Foto ma non solo, oltre ai documenti ci sono anche i materiali per raccontare “come è fatto un pneumatico, la complessità e la diversità di ciò che lo compone e che non tutti conoscono, esponendo materie prime e complementari, e raccontare così l’attività di ricerca che è il fulcro dell’azienda, dal secolo scorso a oggi”.

La Fondazione nasce nel 2009 per volere dell’azienda e della famiglia Pirelli con lo scopo di raccogliere, conservare e valorizzare il ricco patrimonio storico e culturale dell’azienda, e promuovere una cultura d’impresa capace di coniugare innovazione tecnologica e cultura umanistica, ricerca scientifica e sperimentazione artistica, attraverso attività espositive, convegni e iniziative di collaborazione con altre istituzioni culturali.
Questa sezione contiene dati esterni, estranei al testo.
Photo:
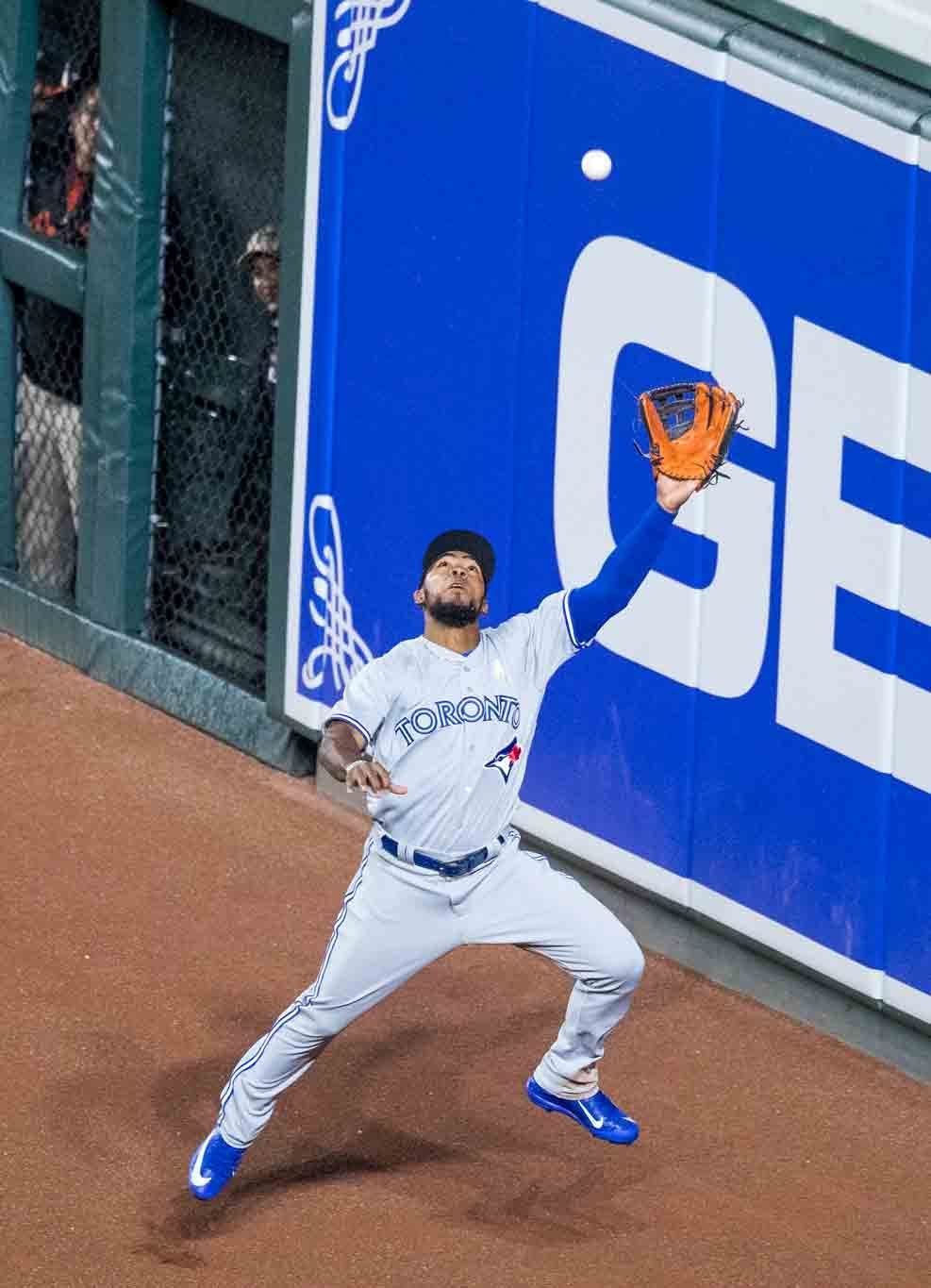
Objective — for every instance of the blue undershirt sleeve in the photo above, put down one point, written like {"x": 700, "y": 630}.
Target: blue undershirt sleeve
{"x": 621, "y": 575}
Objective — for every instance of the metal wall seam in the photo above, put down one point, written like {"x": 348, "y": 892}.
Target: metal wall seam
{"x": 296, "y": 134}
{"x": 122, "y": 314}
{"x": 18, "y": 42}
{"x": 790, "y": 57}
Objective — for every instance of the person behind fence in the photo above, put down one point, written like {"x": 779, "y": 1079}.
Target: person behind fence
{"x": 251, "y": 503}
{"x": 52, "y": 344}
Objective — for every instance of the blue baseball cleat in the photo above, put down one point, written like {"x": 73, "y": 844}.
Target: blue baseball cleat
{"x": 214, "y": 1162}
{"x": 598, "y": 1114}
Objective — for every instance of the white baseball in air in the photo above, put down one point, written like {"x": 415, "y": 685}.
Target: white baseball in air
{"x": 596, "y": 164}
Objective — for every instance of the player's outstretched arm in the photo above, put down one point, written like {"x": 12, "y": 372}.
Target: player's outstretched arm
{"x": 341, "y": 755}
{"x": 626, "y": 567}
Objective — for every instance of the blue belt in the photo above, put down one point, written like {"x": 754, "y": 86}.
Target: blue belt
{"x": 452, "y": 868}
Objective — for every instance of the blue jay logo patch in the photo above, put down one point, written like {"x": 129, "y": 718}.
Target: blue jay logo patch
{"x": 507, "y": 759}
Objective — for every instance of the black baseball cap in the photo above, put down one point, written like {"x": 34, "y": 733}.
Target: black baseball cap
{"x": 461, "y": 539}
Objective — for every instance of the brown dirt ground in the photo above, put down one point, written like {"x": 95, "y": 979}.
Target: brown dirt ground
{"x": 166, "y": 896}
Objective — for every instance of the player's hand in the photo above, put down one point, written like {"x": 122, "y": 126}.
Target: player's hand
{"x": 371, "y": 777}
{"x": 673, "y": 493}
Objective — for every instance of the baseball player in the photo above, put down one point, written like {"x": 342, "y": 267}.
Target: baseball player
{"x": 437, "y": 733}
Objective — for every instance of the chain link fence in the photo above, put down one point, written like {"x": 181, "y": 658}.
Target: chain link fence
{"x": 219, "y": 328}
{"x": 57, "y": 201}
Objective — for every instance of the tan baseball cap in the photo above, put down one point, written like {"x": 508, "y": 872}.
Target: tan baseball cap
{"x": 264, "y": 241}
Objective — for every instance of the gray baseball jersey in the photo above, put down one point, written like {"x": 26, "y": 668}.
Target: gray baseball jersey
{"x": 456, "y": 729}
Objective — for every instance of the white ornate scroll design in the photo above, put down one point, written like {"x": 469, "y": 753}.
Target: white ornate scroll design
{"x": 342, "y": 646}
{"x": 357, "y": 40}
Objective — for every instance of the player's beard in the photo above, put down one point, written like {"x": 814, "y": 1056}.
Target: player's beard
{"x": 451, "y": 612}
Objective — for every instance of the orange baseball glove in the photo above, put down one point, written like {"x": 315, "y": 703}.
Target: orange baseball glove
{"x": 690, "y": 427}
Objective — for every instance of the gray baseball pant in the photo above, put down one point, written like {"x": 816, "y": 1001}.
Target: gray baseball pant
{"x": 397, "y": 918}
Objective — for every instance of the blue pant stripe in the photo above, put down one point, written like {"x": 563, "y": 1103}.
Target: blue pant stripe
{"x": 247, "y": 1062}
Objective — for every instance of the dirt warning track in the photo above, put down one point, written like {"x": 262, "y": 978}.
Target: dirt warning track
{"x": 165, "y": 898}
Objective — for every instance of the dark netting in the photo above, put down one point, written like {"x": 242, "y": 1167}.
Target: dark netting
{"x": 219, "y": 342}
{"x": 57, "y": 200}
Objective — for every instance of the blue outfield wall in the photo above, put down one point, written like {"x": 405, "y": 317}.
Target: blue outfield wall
{"x": 752, "y": 737}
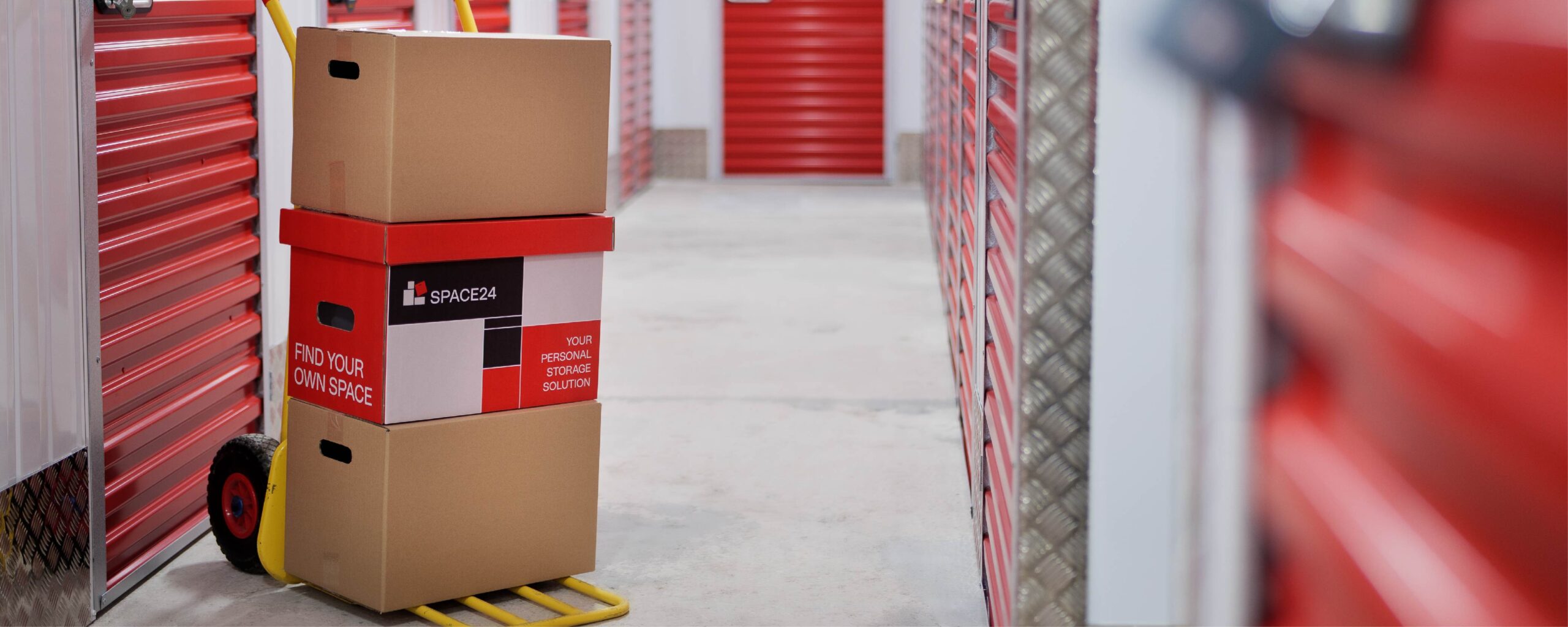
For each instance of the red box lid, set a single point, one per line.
(444, 242)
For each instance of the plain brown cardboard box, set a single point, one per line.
(438, 510)
(451, 126)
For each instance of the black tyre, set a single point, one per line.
(236, 494)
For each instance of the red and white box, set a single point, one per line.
(413, 322)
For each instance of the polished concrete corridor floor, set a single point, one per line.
(780, 436)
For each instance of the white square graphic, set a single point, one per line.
(435, 370)
(562, 289)
(408, 297)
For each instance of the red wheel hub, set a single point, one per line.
(240, 508)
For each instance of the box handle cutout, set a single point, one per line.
(334, 315)
(342, 69)
(339, 452)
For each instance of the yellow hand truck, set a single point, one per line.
(248, 522)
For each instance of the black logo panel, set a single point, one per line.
(455, 290)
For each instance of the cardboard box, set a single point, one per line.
(408, 514)
(413, 322)
(418, 126)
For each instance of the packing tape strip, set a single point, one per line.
(331, 571)
(336, 189)
(334, 170)
(345, 48)
(334, 427)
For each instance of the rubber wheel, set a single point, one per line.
(236, 494)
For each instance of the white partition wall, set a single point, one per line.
(51, 527)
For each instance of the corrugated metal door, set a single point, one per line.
(571, 18)
(951, 140)
(804, 87)
(179, 262)
(1413, 460)
(637, 94)
(1001, 303)
(390, 15)
(490, 16)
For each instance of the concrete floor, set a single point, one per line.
(780, 436)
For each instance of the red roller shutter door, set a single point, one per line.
(388, 15)
(571, 18)
(637, 118)
(804, 87)
(1415, 258)
(178, 251)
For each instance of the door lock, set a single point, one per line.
(124, 9)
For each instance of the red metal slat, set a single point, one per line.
(148, 430)
(386, 15)
(637, 138)
(571, 18)
(178, 256)
(1363, 546)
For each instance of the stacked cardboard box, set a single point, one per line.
(444, 311)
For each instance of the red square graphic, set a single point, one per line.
(500, 389)
(560, 362)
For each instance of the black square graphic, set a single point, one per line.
(502, 347)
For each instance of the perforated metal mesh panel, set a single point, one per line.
(46, 547)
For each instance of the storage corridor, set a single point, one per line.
(780, 435)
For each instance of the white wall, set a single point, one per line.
(1145, 217)
(275, 154)
(689, 68)
(533, 16)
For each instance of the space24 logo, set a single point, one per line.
(419, 294)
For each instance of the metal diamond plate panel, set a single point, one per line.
(46, 547)
(1056, 233)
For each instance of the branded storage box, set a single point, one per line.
(394, 323)
(416, 126)
(408, 514)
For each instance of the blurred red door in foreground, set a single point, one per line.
(804, 87)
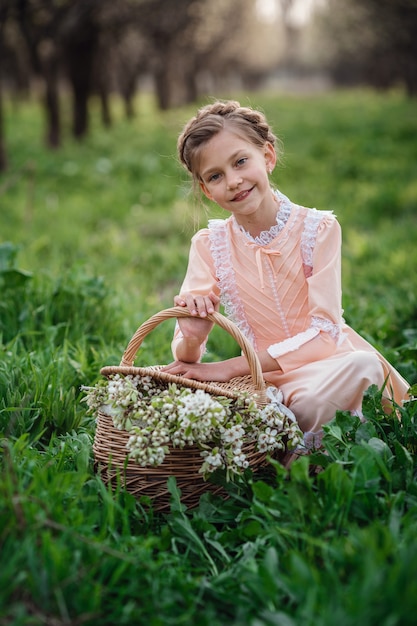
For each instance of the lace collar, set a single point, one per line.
(266, 236)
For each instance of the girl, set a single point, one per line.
(275, 266)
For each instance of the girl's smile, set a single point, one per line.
(234, 173)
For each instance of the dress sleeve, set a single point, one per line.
(200, 277)
(323, 335)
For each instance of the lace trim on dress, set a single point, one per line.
(309, 236)
(276, 350)
(320, 323)
(229, 296)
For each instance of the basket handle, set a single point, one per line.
(219, 319)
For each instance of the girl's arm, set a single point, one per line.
(195, 330)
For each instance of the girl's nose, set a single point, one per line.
(233, 181)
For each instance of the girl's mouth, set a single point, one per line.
(242, 195)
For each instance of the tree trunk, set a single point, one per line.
(50, 73)
(80, 64)
(3, 158)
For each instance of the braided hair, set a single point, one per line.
(213, 118)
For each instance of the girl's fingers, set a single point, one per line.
(198, 305)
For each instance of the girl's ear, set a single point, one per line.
(205, 190)
(270, 156)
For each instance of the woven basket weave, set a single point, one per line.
(110, 443)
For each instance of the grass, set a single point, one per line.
(98, 239)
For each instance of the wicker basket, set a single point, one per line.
(110, 443)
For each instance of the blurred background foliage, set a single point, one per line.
(72, 50)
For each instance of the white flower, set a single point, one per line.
(157, 415)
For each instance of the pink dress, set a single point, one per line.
(283, 290)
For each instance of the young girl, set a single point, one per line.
(275, 266)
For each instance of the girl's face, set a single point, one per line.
(234, 173)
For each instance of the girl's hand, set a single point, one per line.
(198, 305)
(197, 328)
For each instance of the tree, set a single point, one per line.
(371, 41)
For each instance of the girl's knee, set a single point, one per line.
(368, 368)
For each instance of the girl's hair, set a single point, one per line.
(213, 118)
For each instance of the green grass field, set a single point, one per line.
(93, 240)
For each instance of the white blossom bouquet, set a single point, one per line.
(157, 416)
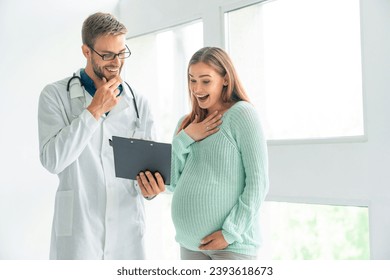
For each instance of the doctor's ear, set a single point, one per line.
(86, 51)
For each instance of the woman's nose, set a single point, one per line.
(195, 88)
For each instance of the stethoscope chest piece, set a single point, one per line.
(75, 87)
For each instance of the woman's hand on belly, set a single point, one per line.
(214, 241)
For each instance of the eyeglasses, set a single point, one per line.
(112, 56)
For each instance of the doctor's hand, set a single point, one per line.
(105, 97)
(150, 185)
(200, 130)
(214, 241)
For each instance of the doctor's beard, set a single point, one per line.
(100, 70)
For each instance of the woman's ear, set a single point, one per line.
(225, 81)
(86, 51)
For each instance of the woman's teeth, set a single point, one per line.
(202, 97)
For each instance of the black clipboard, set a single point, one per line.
(131, 156)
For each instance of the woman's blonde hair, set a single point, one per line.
(221, 62)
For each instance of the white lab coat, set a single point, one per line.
(96, 216)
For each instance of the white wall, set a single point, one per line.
(346, 173)
(40, 43)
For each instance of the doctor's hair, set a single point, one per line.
(100, 24)
(220, 61)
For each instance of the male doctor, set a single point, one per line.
(97, 216)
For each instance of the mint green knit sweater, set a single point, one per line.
(221, 182)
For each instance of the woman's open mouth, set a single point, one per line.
(202, 98)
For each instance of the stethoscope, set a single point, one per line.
(75, 90)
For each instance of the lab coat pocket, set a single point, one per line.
(64, 213)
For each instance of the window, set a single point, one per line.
(300, 62)
(158, 69)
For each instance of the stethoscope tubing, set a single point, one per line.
(81, 84)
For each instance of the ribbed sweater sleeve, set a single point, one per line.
(181, 147)
(247, 132)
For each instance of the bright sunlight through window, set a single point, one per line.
(300, 62)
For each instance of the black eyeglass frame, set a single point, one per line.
(107, 56)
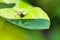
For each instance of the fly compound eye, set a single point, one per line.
(20, 14)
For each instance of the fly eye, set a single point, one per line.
(20, 14)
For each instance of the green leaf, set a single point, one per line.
(34, 17)
(9, 31)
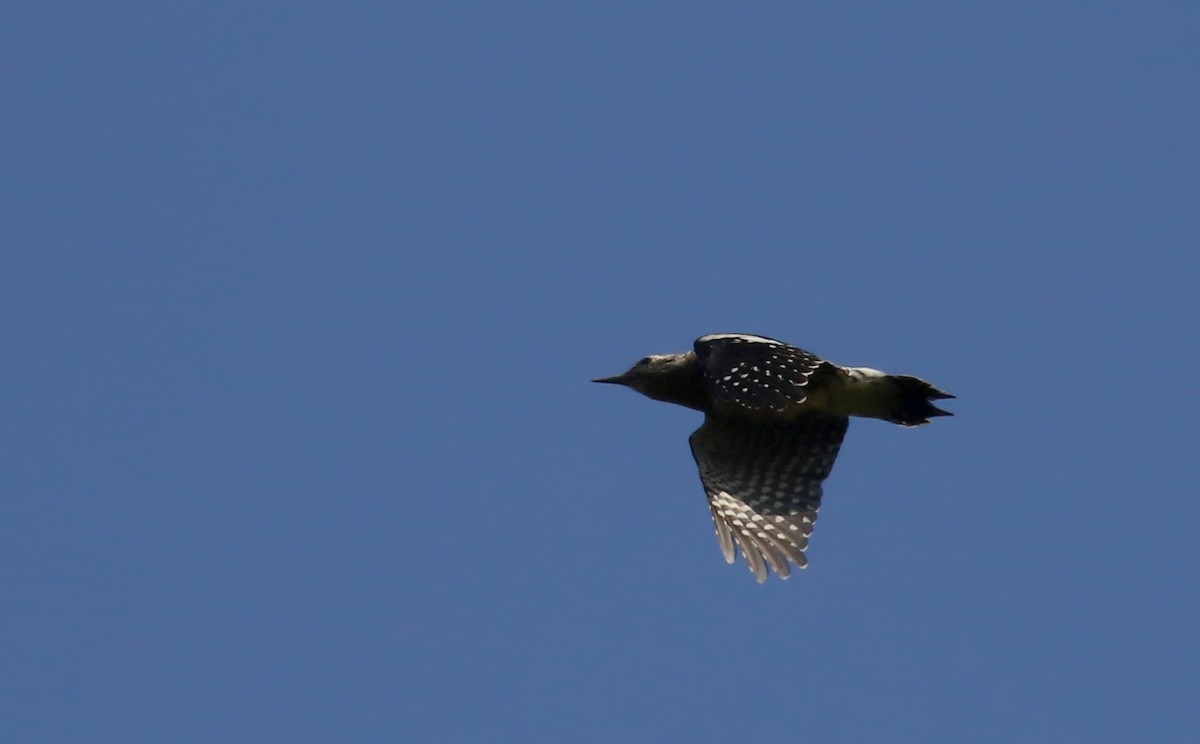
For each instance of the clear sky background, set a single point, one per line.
(300, 303)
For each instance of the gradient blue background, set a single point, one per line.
(300, 303)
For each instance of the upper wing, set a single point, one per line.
(763, 485)
(753, 372)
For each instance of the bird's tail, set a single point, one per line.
(911, 401)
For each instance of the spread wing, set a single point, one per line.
(753, 372)
(763, 485)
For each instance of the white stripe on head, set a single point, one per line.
(745, 337)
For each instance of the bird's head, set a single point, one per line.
(659, 376)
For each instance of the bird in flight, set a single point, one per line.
(774, 420)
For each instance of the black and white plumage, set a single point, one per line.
(774, 419)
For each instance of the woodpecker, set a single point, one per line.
(774, 420)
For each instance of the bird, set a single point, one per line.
(774, 420)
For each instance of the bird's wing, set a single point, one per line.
(753, 372)
(763, 484)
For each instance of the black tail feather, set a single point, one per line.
(913, 406)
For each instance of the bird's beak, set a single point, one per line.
(619, 379)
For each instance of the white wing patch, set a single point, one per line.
(763, 485)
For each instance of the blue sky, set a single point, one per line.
(301, 304)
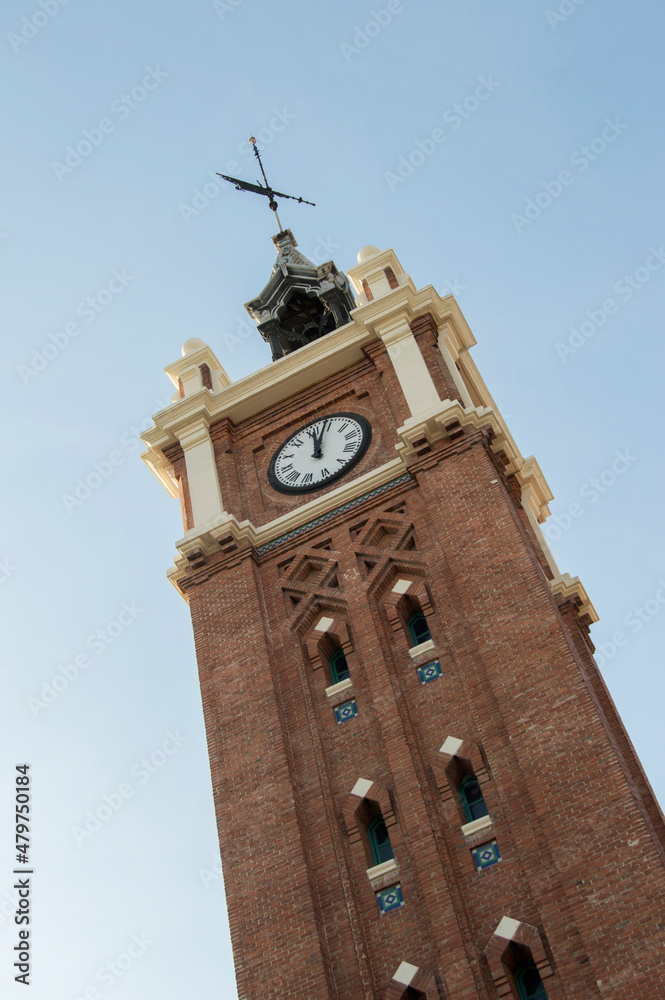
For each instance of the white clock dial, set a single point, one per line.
(319, 452)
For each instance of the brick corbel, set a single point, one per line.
(463, 749)
(498, 950)
(373, 791)
(318, 641)
(395, 602)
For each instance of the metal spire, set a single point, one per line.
(258, 188)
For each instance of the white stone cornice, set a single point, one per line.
(205, 536)
(568, 586)
(187, 369)
(194, 433)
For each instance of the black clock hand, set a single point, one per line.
(318, 453)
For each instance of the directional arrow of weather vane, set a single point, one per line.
(258, 188)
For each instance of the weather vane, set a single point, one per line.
(258, 188)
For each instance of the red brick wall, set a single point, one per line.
(574, 818)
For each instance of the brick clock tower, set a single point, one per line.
(422, 786)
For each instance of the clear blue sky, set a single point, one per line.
(564, 111)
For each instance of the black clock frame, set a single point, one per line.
(366, 430)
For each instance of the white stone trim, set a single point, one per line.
(405, 974)
(567, 586)
(340, 688)
(454, 372)
(508, 928)
(385, 868)
(476, 825)
(361, 787)
(410, 367)
(202, 478)
(451, 746)
(423, 647)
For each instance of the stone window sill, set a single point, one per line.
(476, 826)
(382, 875)
(424, 647)
(342, 689)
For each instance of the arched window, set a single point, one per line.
(379, 841)
(339, 668)
(471, 797)
(529, 984)
(418, 628)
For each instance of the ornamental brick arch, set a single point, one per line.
(328, 630)
(512, 941)
(366, 791)
(456, 756)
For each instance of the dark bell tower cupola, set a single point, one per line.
(301, 301)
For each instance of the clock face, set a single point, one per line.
(319, 453)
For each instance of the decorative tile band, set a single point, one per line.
(430, 672)
(486, 855)
(346, 711)
(333, 513)
(390, 899)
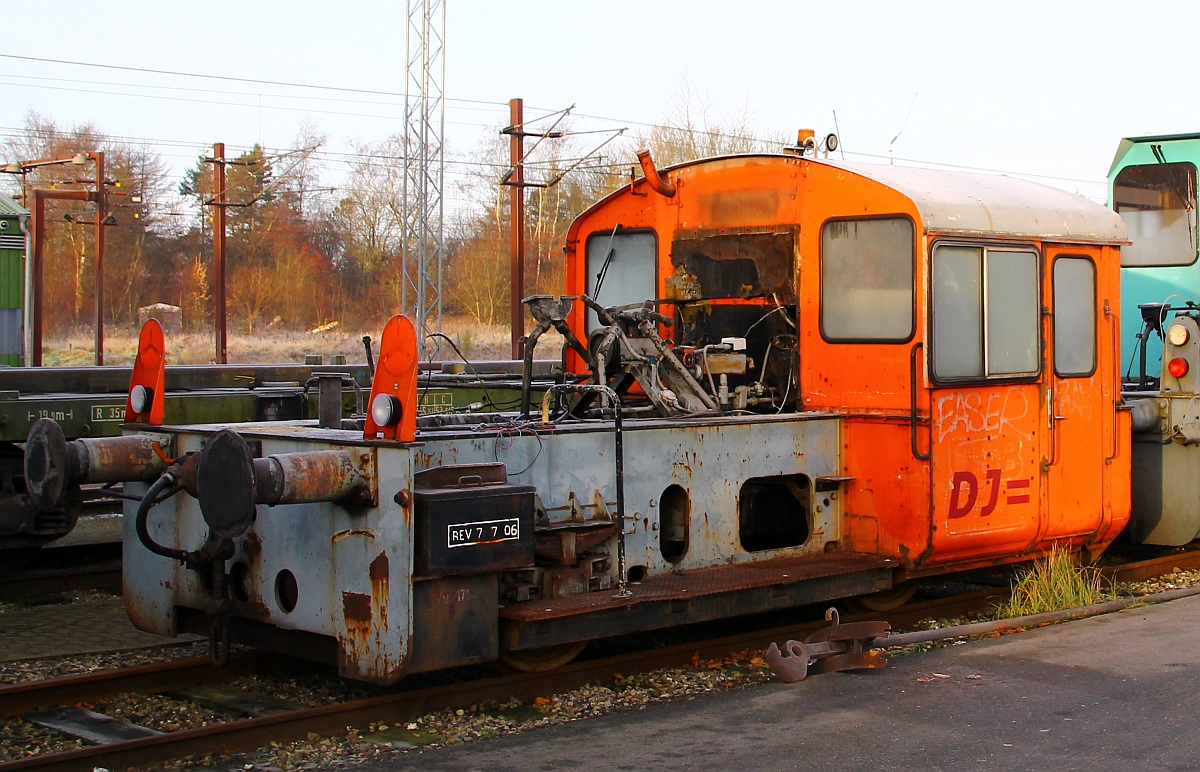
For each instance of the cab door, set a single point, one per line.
(1078, 395)
(987, 414)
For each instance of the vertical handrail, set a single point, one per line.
(912, 393)
(1116, 366)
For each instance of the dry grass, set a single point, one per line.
(1053, 584)
(273, 346)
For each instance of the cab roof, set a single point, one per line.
(971, 204)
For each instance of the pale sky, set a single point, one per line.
(1042, 89)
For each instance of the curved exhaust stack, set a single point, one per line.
(653, 179)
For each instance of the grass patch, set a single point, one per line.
(1053, 584)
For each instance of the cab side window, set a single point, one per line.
(985, 312)
(1074, 316)
(867, 280)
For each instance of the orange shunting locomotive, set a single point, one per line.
(787, 381)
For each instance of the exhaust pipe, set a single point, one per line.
(653, 179)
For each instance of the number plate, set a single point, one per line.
(485, 532)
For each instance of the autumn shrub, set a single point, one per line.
(1053, 584)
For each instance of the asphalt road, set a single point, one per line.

Aperta al pubblico, la Fondazione ha al suo interno l’Archivio storico che conserva la documentazione dell’attività azienda e dalla sua fondazione (1872) a oggi; l’Archivio privato della famiglia Pirelli; la biblioteca tecnico-scientifica di 16mila volumi, alcuni dei quali dedicati al tema della gomma e presenti solo in Italia.

L’archivio storico, dal 1972 sotto la tutela della Sovrintendenza Archivistica della Lombardia, è meta non solo di curiosi visitatori ma anche di studiosi e ricercatori; contiene documenti raccolti in oltre 140 anni di attività, una sezione dedicata alla pubblicità e alla comunicazione che testimonia la collaborazione con intellettuali, artisti e fotografi, il fondo fotografico, il fondo di bozzetti e tavole originali e il fondo degli audiovisivi.

Custodite in fondazione anche due immagini simbolo della storia di Pirelli: “La ricerca scientifica” di Renato Guttuso (1961), cartone preparatorio del mosaico realizzato per l’Esposizione Internazionale del lavoro di Torino, anche questo esposto all’interno della Fondazione, e la foto di Luca Comerio “L’uscita delle maestranze Pirelli dallo stabilimento di via Ponte Seveso” del 1905.